Amy Winehouse: great performance, not so great acceptance speech. Photograph: Dave Hogan/Getty Images
He had promised a "carnival of mayhem" but the Russell Brand-hosted Brits, broadcast live for the first time since the Sam Fox/Mick Fleetwood/Cliff Richard car crash of 1989, was by and large a smooth, slick affair that will have delighted ITV and its sponsors but left music fans cold.
A couple of vaguely risqué, and slightly rubbish, jokes ("Britney Spears doesn't so much release songs as release new pictures of her vagina") and the odd vaguely risky gag ("A good international breakthrough would be if American soldiers and British soldiers told each other where they were standing") aside, he was the consummate safe pair of hands.
It probably looked much better on television, but in the cavernous Earls Court auditorium the use of two stages to keep the show rattling along inevitably left it short on spectacle.
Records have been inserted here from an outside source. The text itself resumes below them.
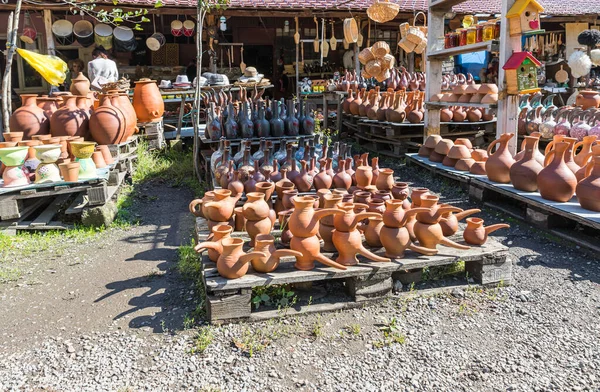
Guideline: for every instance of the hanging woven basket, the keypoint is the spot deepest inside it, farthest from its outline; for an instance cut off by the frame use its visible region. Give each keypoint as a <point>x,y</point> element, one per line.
<point>382,11</point>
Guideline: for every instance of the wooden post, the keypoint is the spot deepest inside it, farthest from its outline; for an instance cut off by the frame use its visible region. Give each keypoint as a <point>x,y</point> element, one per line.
<point>48,31</point>
<point>508,105</point>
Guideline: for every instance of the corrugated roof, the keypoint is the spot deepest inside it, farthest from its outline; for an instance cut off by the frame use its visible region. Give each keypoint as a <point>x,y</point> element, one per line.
<point>552,7</point>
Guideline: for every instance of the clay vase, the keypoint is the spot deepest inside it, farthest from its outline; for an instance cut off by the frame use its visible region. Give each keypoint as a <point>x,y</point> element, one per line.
<point>304,225</point>
<point>523,173</point>
<point>427,228</point>
<point>69,120</point>
<point>385,180</point>
<point>218,233</point>
<point>498,164</point>
<point>556,181</point>
<point>347,239</point>
<point>476,234</point>
<point>107,123</point>
<point>265,243</point>
<point>373,232</point>
<point>220,209</point>
<point>588,189</point>
<point>449,221</point>
<point>342,179</point>
<point>147,101</point>
<point>29,118</point>
<point>233,262</point>
<point>80,85</point>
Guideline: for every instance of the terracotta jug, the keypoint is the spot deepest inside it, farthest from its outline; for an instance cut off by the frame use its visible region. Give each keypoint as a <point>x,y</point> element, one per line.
<point>107,123</point>
<point>265,243</point>
<point>233,262</point>
<point>215,248</point>
<point>523,173</point>
<point>476,234</point>
<point>427,228</point>
<point>556,181</point>
<point>29,118</point>
<point>347,239</point>
<point>449,221</point>
<point>498,164</point>
<point>588,189</point>
<point>69,120</point>
<point>147,101</point>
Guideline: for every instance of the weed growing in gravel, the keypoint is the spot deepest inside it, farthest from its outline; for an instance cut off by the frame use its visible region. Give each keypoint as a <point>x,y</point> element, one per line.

On the upside, veterans of the interminably long set changes of the non-live years were celebrating the fact that the show zipped along at a cracking pace.
Yet it remains one of the eternal mysteries of the Brits that only American performers have the necessary showmanship to perform to a few hundred Brits school pupils and legions of suited execs as thought they are playing Shea Stadium. As such, this year's concentration on Brits left many of the performances underwhelming (Snow Patrol's Chasing Cars being a particularly snoozesome moment).
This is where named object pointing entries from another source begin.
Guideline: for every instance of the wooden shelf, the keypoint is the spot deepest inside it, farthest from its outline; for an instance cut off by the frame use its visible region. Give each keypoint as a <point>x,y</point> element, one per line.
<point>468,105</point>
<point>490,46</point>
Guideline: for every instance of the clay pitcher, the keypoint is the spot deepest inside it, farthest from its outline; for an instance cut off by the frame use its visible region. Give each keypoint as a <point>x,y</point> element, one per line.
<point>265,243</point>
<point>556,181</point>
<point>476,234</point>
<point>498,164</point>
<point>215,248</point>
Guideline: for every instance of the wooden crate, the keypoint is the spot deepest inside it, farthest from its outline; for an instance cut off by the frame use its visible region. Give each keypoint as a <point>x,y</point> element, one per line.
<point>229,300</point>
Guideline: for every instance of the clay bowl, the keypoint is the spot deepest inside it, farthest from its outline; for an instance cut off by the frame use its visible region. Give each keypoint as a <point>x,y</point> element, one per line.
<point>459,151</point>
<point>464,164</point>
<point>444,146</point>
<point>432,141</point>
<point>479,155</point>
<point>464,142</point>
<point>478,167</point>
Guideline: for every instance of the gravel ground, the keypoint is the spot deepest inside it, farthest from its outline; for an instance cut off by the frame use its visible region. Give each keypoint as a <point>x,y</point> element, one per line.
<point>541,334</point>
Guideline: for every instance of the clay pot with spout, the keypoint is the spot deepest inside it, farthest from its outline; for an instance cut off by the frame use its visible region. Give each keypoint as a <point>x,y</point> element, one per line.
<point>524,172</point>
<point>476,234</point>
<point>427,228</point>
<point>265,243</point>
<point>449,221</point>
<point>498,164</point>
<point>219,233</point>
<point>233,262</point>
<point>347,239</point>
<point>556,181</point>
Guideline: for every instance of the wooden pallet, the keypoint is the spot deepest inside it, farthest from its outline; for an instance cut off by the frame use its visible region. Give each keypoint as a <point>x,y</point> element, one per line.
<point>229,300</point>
Only Amy Winehouse, a deserving winner, and the unpredictably brooding menace of the Gallaghers came close to matching the Killers and Red Hot Chili Peppers for onstage charisma. Indeed, while the BPI has been trumpeting the best year for British music since the heady days of 1997, only with the appearance of Britpop veterans Jarvis Cocker and Oasis was there a glimpse of the wit and rock star danger organisers said they were looking for.
That Take That stole the show from the Arctic Monkeys, whose sarcastic schtick is starting to grate even if their awards were hugely deserved, was highly fitting. The Brits has always mainly been about shifting units and their triumphant comeback both warmed the hearts of their fans and the cockles of record company execs buffeted by falling sales.
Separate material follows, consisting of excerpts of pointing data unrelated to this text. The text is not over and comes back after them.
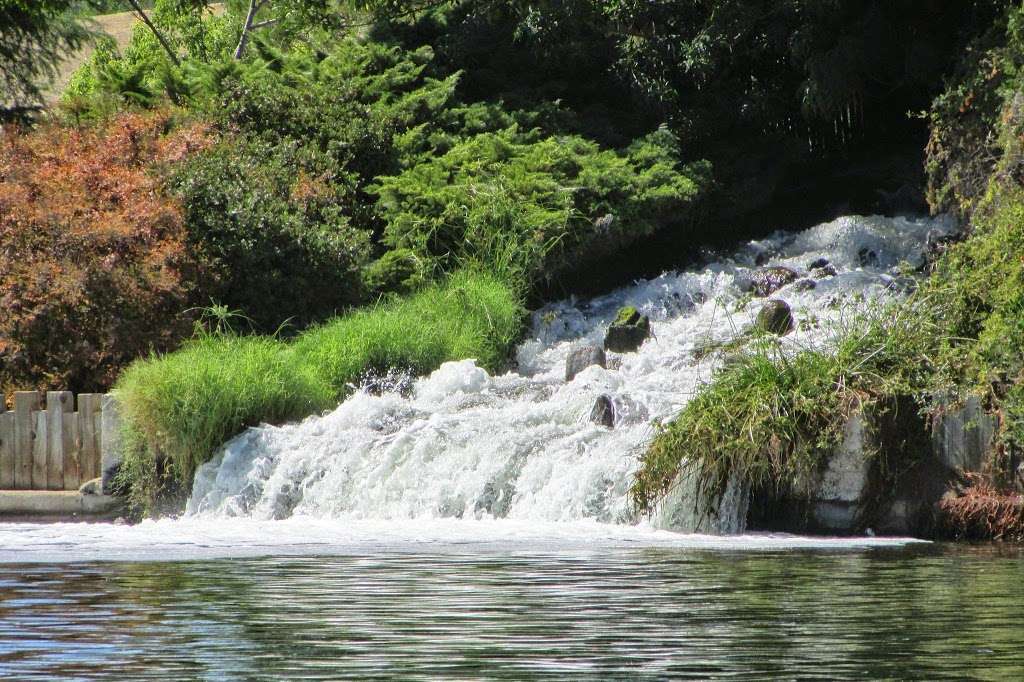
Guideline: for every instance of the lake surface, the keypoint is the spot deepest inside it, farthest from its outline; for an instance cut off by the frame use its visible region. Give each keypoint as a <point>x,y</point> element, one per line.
<point>513,607</point>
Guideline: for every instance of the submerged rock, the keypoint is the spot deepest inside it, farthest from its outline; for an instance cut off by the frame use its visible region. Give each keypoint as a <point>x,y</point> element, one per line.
<point>583,357</point>
<point>603,412</point>
<point>867,258</point>
<point>826,270</point>
<point>818,263</point>
<point>628,332</point>
<point>94,486</point>
<point>769,280</point>
<point>775,317</point>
The atmosphere in the room was ever-so-slightly dampened by the fact that EMI had that very afternoon issued its second serious profit warning in as many months and is laying off staff in an effort to save £110m. And ITV, the Brits broadcast partner, has endured a torrid year in which its future as a mass market channel has been questioned.
As those present made their habitual retreat from the official party for the various record company bashes around town - fewer in number this year as executives twigged that quaffing gallons of champagne when the industry is facing up to wholesale structural changes might not have been too wise - they would have reflected that a fair to middling, supremely safe Brits was more than enough.
But next year, they will hope for some bigger name presenters (Sean Bean and Alan Carr don't quite cut it), a replacement for the anodyne Fearne Cotton as backstage interviewer and some acts with true star quality. The most charismatic onstage appearance was the Irn Bru bottle brandished by the Fratellis. Even Amy Winehouse, in the tabloids for weeks for her drunken misbehaviour, could only manage a mumbled thankyou to her mum and dad.